Resampling Techniques in Rainfall Classification of Banjarbaru using Decision Tree Method

Authors

  • Selvi Annisa Universitas Lambung Mangkurat
  • Yeni Rahkmawati Universitas Lambung Mangkurat

DOI:

https://doi.org/10.38043/tiers.v4i2.5069

Keywords:

Random undersampling, Random oversampling, SMOTE, Decision Tree, Imbalanced Dataset

Abstract

Continuous heavy rains, such as in 2021, can cause flood emergencies in various areas of Banjarbaru. Therefore, classification modeling is needed to predict rainfall classes based on climate parameters. The problem faced in the classification case is the unbalanced class distribution. Class imbalance occurs when the minority class is much smaller than the majority class. This research aims to compare three resampling techniques in handling imbalanced rainfall data in Banjarbaru using the Decision Tree model.

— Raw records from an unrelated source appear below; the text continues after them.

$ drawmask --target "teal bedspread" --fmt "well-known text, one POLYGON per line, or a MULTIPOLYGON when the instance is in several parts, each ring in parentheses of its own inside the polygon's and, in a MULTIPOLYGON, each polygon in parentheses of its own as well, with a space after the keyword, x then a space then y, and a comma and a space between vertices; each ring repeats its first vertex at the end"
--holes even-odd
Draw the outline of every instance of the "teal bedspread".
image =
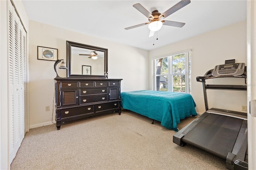
POLYGON ((123 109, 161 122, 163 127, 176 131, 181 119, 197 115, 196 103, 187 93, 141 90, 122 92, 121 98, 123 109))

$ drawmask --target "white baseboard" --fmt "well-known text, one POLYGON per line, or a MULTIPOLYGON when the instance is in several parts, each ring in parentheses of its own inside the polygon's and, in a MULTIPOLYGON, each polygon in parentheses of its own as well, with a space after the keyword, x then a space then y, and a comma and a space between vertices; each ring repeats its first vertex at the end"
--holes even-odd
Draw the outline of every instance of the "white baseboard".
POLYGON ((38 127, 43 127, 44 126, 49 125, 52 125, 52 124, 53 123, 52 122, 44 122, 44 123, 39 123, 38 124, 33 125, 30 126, 30 129, 36 128, 38 127))

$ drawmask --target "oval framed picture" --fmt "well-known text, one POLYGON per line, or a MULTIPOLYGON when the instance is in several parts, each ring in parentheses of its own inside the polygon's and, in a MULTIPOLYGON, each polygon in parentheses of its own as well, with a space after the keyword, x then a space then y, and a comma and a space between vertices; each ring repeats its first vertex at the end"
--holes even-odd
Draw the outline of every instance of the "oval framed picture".
POLYGON ((58 49, 38 46, 37 59, 55 61, 58 59, 58 49))

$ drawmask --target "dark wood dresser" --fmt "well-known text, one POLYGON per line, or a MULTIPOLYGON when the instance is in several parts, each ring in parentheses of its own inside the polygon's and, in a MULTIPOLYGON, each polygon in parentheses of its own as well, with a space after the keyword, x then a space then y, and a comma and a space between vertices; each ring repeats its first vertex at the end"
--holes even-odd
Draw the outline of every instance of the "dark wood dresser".
POLYGON ((66 122, 115 112, 121 114, 122 79, 55 79, 56 126, 66 122))

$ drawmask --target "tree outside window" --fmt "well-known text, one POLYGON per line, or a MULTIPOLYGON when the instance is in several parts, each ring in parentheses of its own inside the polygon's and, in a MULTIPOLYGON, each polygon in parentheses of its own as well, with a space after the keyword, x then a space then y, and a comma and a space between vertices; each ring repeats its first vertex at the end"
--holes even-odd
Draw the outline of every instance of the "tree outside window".
POLYGON ((189 93, 190 56, 188 52, 156 59, 156 90, 189 93))

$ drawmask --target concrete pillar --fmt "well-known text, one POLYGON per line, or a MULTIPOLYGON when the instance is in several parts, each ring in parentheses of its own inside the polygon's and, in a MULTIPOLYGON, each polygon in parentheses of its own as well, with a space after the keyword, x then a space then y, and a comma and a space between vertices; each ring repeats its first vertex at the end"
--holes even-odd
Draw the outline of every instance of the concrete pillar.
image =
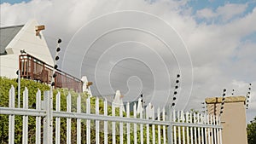
MULTIPOLYGON (((244 96, 225 97, 221 124, 223 144, 247 144, 244 96)), ((207 98, 209 114, 219 116, 222 97, 207 98)))

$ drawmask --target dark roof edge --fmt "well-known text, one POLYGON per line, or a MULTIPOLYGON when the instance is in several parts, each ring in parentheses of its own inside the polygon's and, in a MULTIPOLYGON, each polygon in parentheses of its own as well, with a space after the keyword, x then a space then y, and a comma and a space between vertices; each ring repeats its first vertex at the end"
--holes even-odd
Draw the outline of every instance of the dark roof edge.
POLYGON ((20 27, 20 26, 24 26, 25 25, 15 25, 15 26, 3 26, 0 27, 0 29, 4 29, 4 28, 12 28, 12 27, 20 27))

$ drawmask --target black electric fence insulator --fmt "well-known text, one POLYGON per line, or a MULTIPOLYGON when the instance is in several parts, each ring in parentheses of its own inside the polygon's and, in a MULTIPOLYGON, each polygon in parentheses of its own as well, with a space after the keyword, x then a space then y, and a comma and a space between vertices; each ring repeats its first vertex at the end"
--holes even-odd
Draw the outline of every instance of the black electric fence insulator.
POLYGON ((55 86, 55 82, 52 82, 51 83, 51 86, 55 86))
POLYGON ((56 56, 56 57, 55 57, 55 60, 58 60, 59 59, 60 59, 59 56, 56 56))
POLYGON ((55 72, 52 77, 55 78, 55 77, 57 77, 57 74, 55 72))

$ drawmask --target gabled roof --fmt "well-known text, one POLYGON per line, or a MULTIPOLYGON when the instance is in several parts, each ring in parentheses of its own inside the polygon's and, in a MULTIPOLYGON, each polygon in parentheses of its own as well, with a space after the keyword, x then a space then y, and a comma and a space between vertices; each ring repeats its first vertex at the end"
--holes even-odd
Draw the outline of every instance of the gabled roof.
POLYGON ((24 25, 0 27, 0 55, 7 55, 5 48, 14 39, 24 25))

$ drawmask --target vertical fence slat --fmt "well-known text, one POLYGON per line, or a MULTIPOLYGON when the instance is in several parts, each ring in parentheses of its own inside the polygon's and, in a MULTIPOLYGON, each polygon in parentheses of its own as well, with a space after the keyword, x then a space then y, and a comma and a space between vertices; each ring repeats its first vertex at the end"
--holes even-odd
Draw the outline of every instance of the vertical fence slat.
MULTIPOLYGON (((133 105, 133 118, 137 118, 137 106, 136 103, 133 105)), ((134 143, 137 144, 137 124, 134 123, 133 124, 133 135, 134 135, 134 143)))
MULTIPOLYGON (((193 120, 192 120, 192 117, 193 117, 193 113, 189 112, 189 121, 191 124, 193 124, 193 120)), ((190 140, 191 140, 191 144, 194 143, 194 138, 193 138, 193 127, 190 127, 190 140)))
MULTIPOLYGON (((207 115, 205 113, 204 115, 204 124, 207 124, 207 115)), ((207 144, 207 129, 204 128, 205 130, 205 143, 207 144)))
MULTIPOLYGON (((112 116, 115 116, 115 107, 112 104, 112 116)), ((115 122, 112 122, 112 143, 115 144, 115 122)))
MULTIPOLYGON (((196 114, 194 113, 194 124, 196 124, 196 114)), ((197 134, 196 134, 196 127, 194 127, 194 136, 195 136, 195 144, 197 144, 197 134)))
MULTIPOLYGON (((182 122, 184 123, 184 112, 182 111, 181 112, 181 118, 182 118, 182 122)), ((183 143, 185 143, 185 128, 183 126, 183 143)))
MULTIPOLYGON (((176 122, 176 111, 173 109, 173 122, 176 122)), ((177 130, 176 130, 176 126, 173 126, 173 137, 174 137, 174 144, 177 144, 177 130)))
MULTIPOLYGON (((216 125, 216 117, 215 115, 213 115, 213 125, 216 125)), ((214 136, 214 143, 218 143, 217 142, 217 129, 213 128, 213 136, 214 136)))
MULTIPOLYGON (((157 108, 157 120, 160 120, 160 107, 157 108)), ((161 143, 161 131, 160 131, 160 126, 157 125, 157 133, 158 133, 158 143, 161 143)))
MULTIPOLYGON (((200 124, 200 117, 199 117, 199 113, 197 113, 197 124, 200 124)), ((197 135, 198 135, 198 143, 200 144, 201 143, 201 136, 200 136, 200 128, 198 127, 197 128, 197 135)))
MULTIPOLYGON (((81 113, 81 95, 77 98, 77 112, 81 113)), ((77 119, 77 143, 81 143, 81 119, 77 119)))
MULTIPOLYGON (((100 111, 99 111, 99 98, 96 97, 96 114, 99 115, 100 114, 100 111)), ((96 143, 99 144, 100 143, 100 121, 99 120, 96 120, 96 143)))
MULTIPOLYGON (((181 112, 177 111, 177 122, 180 123, 181 112)), ((181 144, 181 131, 180 126, 177 127, 178 144, 181 144)))
MULTIPOLYGON (((212 116, 211 116, 210 123, 211 123, 211 124, 212 124, 212 116)), ((212 135, 211 135, 212 144, 213 144, 214 138, 213 138, 213 129, 212 128, 211 128, 211 134, 212 134, 212 135)))
MULTIPOLYGON (((219 125, 221 124, 221 118, 220 117, 218 117, 218 124, 219 125)), ((222 129, 218 129, 219 130, 219 144, 222 144, 222 129)))
MULTIPOLYGON (((204 124, 203 115, 201 114, 200 118, 201 118, 201 123, 204 124)), ((201 144, 205 144, 206 137, 204 136, 204 128, 201 128, 201 144)))
MULTIPOLYGON (((218 125, 218 117, 216 116, 216 125, 218 125)), ((217 143, 219 144, 220 141, 219 141, 219 130, 217 129, 217 143)))
MULTIPOLYGON (((108 116, 108 101, 104 100, 104 116, 108 116)), ((104 144, 108 144, 108 121, 104 121, 104 144)))
MULTIPOLYGON (((58 92, 56 95, 56 112, 61 111, 61 93, 58 92)), ((55 143, 61 143, 61 118, 55 118, 55 143)))
MULTIPOLYGON (((149 118, 149 107, 147 106, 146 108, 146 119, 148 119, 149 118)), ((149 144, 149 124, 146 124, 146 135, 147 135, 147 144, 149 144)))
MULTIPOLYGON (((67 112, 71 112, 71 94, 67 96, 67 112)), ((71 118, 67 118, 67 143, 71 144, 71 118)))
MULTIPOLYGON (((25 87, 23 91, 23 108, 28 109, 28 90, 25 87)), ((22 130, 22 143, 27 143, 27 133, 28 133, 28 116, 23 116, 23 130, 22 130)))
MULTIPOLYGON (((90 114, 90 96, 86 101, 86 113, 90 114)), ((90 120, 86 120, 86 143, 90 143, 90 120)))
MULTIPOLYGON (((207 114, 207 124, 210 124, 210 116, 207 114)), ((207 133, 208 133, 208 144, 211 144, 211 128, 208 128, 207 129, 208 130, 208 131, 207 131, 207 133)))
MULTIPOLYGON (((119 107, 119 117, 123 117, 123 107, 119 107)), ((123 123, 119 123, 119 134, 120 134, 120 144, 124 143, 124 130, 123 130, 123 123)))
MULTIPOLYGON (((41 91, 37 92, 36 109, 41 110, 41 91)), ((36 144, 41 143, 41 117, 36 117, 36 144)))
POLYGON ((44 118, 44 143, 52 143, 53 101, 52 91, 44 92, 44 109, 46 116, 44 118))
MULTIPOLYGON (((166 121, 166 109, 163 108, 163 112, 162 112, 162 117, 163 117, 163 121, 166 121)), ((164 144, 166 143, 166 125, 163 125, 163 138, 164 138, 164 144)))
MULTIPOLYGON (((143 111, 140 112, 140 118, 143 119, 143 111)), ((143 124, 140 124, 140 134, 141 134, 141 144, 143 144, 143 124)))
MULTIPOLYGON (((186 112, 186 123, 189 123, 189 112, 186 112)), ((189 127, 186 127, 186 132, 187 132, 187 144, 189 144, 189 127)))
MULTIPOLYGON (((9 107, 15 107, 15 90, 12 85, 9 91, 9 107)), ((9 115, 9 144, 15 143, 15 115, 9 115)))
MULTIPOLYGON (((130 103, 126 104, 126 117, 130 118, 130 103)), ((131 143, 130 141, 130 123, 127 123, 127 144, 131 143)))

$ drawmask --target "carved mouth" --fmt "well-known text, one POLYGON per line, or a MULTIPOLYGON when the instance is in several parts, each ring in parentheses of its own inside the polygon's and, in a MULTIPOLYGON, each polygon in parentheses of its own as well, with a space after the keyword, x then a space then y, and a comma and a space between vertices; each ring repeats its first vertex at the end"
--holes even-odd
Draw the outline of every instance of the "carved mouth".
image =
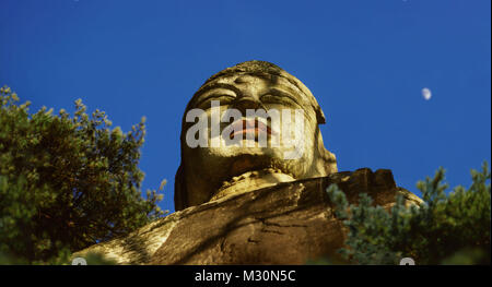
POLYGON ((229 134, 229 137, 231 140, 239 135, 243 135, 244 140, 246 139, 245 135, 248 133, 254 134, 255 140, 257 140, 260 134, 265 134, 267 136, 277 134, 277 132, 272 130, 268 124, 258 119, 238 120, 231 123, 227 128, 232 130, 229 134))

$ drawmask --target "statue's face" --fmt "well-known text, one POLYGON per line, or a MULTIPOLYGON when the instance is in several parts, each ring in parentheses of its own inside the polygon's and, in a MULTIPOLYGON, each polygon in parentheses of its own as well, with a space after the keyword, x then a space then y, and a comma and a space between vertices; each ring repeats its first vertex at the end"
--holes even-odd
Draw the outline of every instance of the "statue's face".
MULTIPOLYGON (((282 76, 233 74, 215 79, 200 89, 188 109, 203 110, 209 127, 213 122, 212 115, 218 115, 216 108, 212 108, 212 100, 220 103, 221 119, 231 109, 239 111, 242 116, 220 122, 216 125, 220 127, 219 133, 207 132, 207 147, 183 145, 183 162, 188 182, 191 181, 194 187, 200 187, 200 181, 203 181, 203 184, 219 188, 232 177, 266 168, 280 169, 294 178, 304 178, 311 172, 315 160, 316 112, 297 86, 282 76), (280 117, 277 120, 255 120, 247 117, 248 109, 262 109, 266 112, 277 110, 280 117), (286 111, 291 115, 290 122, 284 117, 286 111), (285 130, 284 123, 291 131, 285 130), (290 141, 285 141, 288 134, 290 141), (231 139, 235 140, 233 144, 231 139), (262 139, 267 139, 267 142, 262 139)), ((186 123, 184 132, 195 123, 186 123)), ((188 186, 188 190, 194 187, 188 186)), ((189 193, 195 194, 191 190, 189 193)), ((196 194, 198 198, 190 201, 197 201, 198 204, 207 201, 209 195, 196 194)), ((194 203, 190 202, 190 205, 194 203)))

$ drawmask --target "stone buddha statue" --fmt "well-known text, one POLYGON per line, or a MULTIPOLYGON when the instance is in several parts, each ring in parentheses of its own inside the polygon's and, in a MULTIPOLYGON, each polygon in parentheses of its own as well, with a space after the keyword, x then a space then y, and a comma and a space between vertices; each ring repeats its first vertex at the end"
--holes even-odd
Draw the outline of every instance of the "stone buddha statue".
MULTIPOLYGON (((282 113, 283 115, 283 113, 282 113)), ((294 118, 294 115, 293 117, 294 118)), ((285 119, 280 119, 278 128, 285 119)), ((326 122, 325 115, 309 89, 295 76, 276 64, 265 61, 247 61, 227 68, 211 76, 194 95, 185 110, 181 125, 181 163, 175 180, 175 208, 180 211, 210 200, 237 194, 304 178, 325 177, 337 171, 332 153, 325 148, 319 124, 326 122), (187 122, 187 113, 194 109, 203 110, 207 122, 213 122, 211 104, 215 100, 224 110, 234 109, 241 115, 236 119, 238 129, 235 135, 243 141, 241 146, 213 146, 213 135, 206 139, 204 147, 190 147, 187 132, 195 122, 187 122), (278 146, 248 145, 247 133, 256 135, 263 132, 271 143, 271 122, 263 118, 265 124, 247 117, 247 110, 302 111, 301 119, 291 125, 291 131, 276 129, 273 135, 282 137, 286 132, 297 133, 302 140, 302 151, 295 158, 285 158, 289 148, 278 146), (304 122, 298 122, 298 121, 304 122), (248 123, 250 122, 250 127, 248 123), (241 125, 243 123, 243 125, 241 125), (254 127, 256 123, 256 127, 254 127), (265 125, 263 129, 258 125, 265 125), (297 127, 302 127, 295 131, 297 127), (248 129, 249 128, 249 129, 248 129), (283 133, 283 134, 282 134, 283 133)), ((237 127, 237 124, 236 124, 237 127)), ((219 125, 219 133, 227 123, 219 125)), ((216 139, 215 139, 216 140, 216 139)))

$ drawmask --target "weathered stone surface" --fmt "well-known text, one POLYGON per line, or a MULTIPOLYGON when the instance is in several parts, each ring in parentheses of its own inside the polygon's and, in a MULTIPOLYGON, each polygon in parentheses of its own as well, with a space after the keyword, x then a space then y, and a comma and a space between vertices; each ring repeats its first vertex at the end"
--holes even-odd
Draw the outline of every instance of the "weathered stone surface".
POLYGON ((360 193, 386 208, 397 193, 408 203, 420 202, 395 184, 389 170, 338 172, 191 206, 74 256, 101 252, 119 264, 303 264, 335 255, 344 231, 325 192, 331 183, 350 202, 360 193))

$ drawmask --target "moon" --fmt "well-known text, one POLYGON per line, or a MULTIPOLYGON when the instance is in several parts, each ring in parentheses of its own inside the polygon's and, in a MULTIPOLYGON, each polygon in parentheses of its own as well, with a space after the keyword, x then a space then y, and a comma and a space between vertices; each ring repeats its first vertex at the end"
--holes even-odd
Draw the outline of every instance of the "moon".
POLYGON ((429 89, 429 87, 422 88, 422 97, 423 97, 425 100, 430 100, 430 99, 431 99, 431 97, 432 97, 432 92, 431 92, 431 89, 429 89))

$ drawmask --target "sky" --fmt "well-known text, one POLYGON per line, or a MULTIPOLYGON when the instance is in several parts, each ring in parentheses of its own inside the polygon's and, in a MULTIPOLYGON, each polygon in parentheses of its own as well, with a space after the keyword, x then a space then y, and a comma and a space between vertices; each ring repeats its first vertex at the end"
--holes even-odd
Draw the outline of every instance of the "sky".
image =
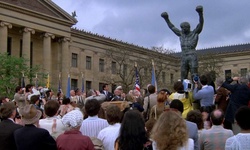
POLYGON ((197 49, 250 42, 249 0, 52 0, 67 13, 76 11, 73 27, 145 48, 163 46, 181 51, 179 37, 161 17, 167 12, 180 29, 199 23, 196 6, 203 6, 204 26, 197 49))

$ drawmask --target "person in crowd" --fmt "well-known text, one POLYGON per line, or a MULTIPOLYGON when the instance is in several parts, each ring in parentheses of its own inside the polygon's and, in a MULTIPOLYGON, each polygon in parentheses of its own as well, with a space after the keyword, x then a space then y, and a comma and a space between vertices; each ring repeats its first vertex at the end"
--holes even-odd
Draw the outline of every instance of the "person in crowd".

The comparison methods used were sensitivity, specificity, and G-Mean values. In this research, the method used is a decision tree model with Random undersampling, Random Oversampling, and SMOTE. The result shows that the best model is the Decision tree model with the Random Undersampling technique because it provides the highest G-Mean value and sensitivity and specificity values above 70%. Based on this model, the variables that can separate the Rainy and Cloudy classes are Minimum temperature, Maximum temperature, and Sunshine duration, with the best separator being Maximum Temperature.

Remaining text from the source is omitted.